I'm starting a new thread that if your a breeder/or looking for a breeder to buy from in your area
you could post it here...
people are always trying to find a breeder in their area and this might help out.
to either ask if they could show them how to do things in person or buy/trade that new special friends.
thanks for your help helping these people out in their journey to finding you
thanks all


----------



## mitch2006 (Jan 15, 2011)

i live in Ottawa,Ontario
i currently own 8 cockatiels plus parents on eggs
two hand feed /hand tamed babies ...1 is ready to leave to forever homes 
one female cinnamon pearl is weaned and ready to go shes 3 months old
other will be another 2 months away before he can leave 
hes lutino 2 weeks old


----------



## MommaBird (May 19, 2011)

I am in Ephrata, PA, I have 6 Cockatiels, 1 pair on eggs, one pair I am about to attempt breeding. I also have budgies, 1 of which is on eggs also.


----------



## Cheryl (Dec 27, 2008)

I am in Central New York.. I may consider shipping for multiple purchases.
I plan to have some SLYC, emeralds, pastel faces, recessive silvers, and more common mutations (pearl, pied, white faces) later in the summer. Pairs have just been set up.
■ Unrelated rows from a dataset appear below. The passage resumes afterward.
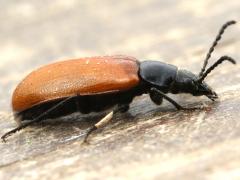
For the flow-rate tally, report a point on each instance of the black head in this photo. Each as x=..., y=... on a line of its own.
x=188, y=82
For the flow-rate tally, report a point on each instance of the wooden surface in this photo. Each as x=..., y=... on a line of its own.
x=149, y=142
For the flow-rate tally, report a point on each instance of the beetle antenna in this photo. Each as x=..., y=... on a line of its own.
x=215, y=42
x=219, y=61
x=37, y=119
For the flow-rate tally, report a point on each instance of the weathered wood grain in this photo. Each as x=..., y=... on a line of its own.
x=149, y=142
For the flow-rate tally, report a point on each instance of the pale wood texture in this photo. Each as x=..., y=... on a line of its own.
x=149, y=142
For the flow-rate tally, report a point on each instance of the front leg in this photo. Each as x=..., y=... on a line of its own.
x=156, y=92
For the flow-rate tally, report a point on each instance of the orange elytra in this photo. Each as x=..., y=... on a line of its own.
x=100, y=83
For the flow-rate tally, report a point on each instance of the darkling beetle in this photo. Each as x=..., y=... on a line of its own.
x=116, y=80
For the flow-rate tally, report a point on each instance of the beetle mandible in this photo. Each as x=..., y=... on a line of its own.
x=107, y=82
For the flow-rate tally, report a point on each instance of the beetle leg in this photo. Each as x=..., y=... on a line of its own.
x=155, y=91
x=120, y=108
x=37, y=119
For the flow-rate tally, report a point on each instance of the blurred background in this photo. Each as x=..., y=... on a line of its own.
x=179, y=32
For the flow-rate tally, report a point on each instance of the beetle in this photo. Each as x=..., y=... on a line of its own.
x=109, y=82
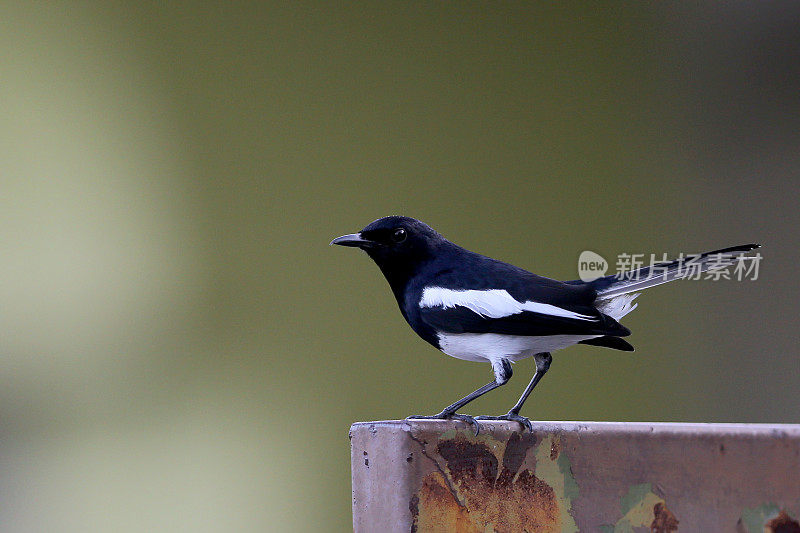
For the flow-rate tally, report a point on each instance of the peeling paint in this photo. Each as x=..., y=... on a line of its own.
x=485, y=484
x=768, y=518
x=642, y=508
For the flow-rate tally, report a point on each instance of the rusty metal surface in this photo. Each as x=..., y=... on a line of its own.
x=433, y=475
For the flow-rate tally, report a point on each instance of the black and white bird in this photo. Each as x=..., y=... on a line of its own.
x=476, y=308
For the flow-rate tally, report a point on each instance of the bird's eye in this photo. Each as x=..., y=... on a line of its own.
x=399, y=235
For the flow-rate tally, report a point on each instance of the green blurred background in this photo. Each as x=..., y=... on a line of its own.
x=180, y=350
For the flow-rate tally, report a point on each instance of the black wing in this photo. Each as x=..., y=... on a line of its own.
x=459, y=319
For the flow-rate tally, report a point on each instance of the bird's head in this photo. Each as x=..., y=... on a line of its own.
x=399, y=245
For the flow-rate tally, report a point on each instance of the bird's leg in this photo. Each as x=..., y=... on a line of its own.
x=543, y=361
x=502, y=375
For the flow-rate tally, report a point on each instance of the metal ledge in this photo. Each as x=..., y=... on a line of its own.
x=436, y=475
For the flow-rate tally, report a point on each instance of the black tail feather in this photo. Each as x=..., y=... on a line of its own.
x=609, y=342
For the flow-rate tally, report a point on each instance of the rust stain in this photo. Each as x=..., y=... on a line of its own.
x=495, y=493
x=554, y=449
x=782, y=523
x=664, y=521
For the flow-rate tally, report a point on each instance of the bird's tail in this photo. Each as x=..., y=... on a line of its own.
x=610, y=288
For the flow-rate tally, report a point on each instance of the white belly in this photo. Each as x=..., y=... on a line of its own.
x=494, y=346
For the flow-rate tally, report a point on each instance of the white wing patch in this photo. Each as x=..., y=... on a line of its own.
x=492, y=303
x=617, y=306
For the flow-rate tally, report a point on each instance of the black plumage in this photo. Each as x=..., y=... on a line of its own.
x=474, y=307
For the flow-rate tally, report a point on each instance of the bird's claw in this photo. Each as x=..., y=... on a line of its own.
x=526, y=423
x=450, y=416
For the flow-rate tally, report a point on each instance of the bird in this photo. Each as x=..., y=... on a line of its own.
x=476, y=308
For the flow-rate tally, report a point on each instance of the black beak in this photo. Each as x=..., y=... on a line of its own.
x=353, y=239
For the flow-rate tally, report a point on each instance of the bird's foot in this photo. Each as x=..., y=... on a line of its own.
x=526, y=423
x=444, y=415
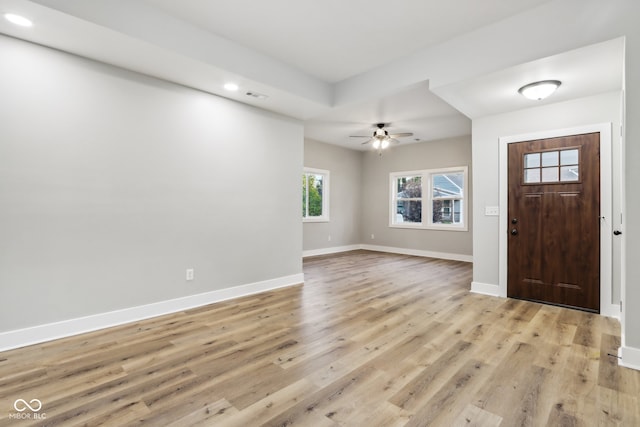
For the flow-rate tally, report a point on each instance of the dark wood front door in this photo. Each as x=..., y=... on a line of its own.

Babies will be hand fed and banded. They come with a hatch certificate, care sheet, and a sample of Zupreem Natural pellets.


----------



## leeisme (Feb 4, 2011)

I'm in Scranton PA. Have four breeding pairs. 3 eggs, 7 being handfed and 3 "adopted" cinnamon juveniles which were handfed and soon to be ready to go in early July. All can be seen on website below. Thanks for the consideration.


----------



## 4birdsNC (Dec 4, 2010)

Im in Hendersonville Nc, thats the western section, I can easily get to Georgia, South Carolina and Tennesee in about an hour. I dont want to travel more than 2 hrs with birds in the car. I have 7 birds now, only 2 babies not spoken for, they wont be ready untill mid August... they are WF varients, (Mother WF Cinnamon Lutino pearl, Father WF split Cinnamon pearl). Willing to trade for a Pied male, perferably heavy pied.... My babies are hand fed. My other pair that is mated are Grey split to WF Cinnamon and Cinnamon Pearl, but they wont breed again untill october.


----------



## luffy3001 (Sep 1, 2010)

i live in longbeach california and if there is a breeder around there i would like to buy some cockatiels from u


----------



## roxy culver (May 27, 2010)

I'm in Oak Harbor, WA about 2hrs north of Seattle or 2hrs south of Vancouver, B.C. I currently have one baby at a week old, with 2 pairs on eggs and another pair just set up. Will update with color varieties once I know what I'm getting.


----------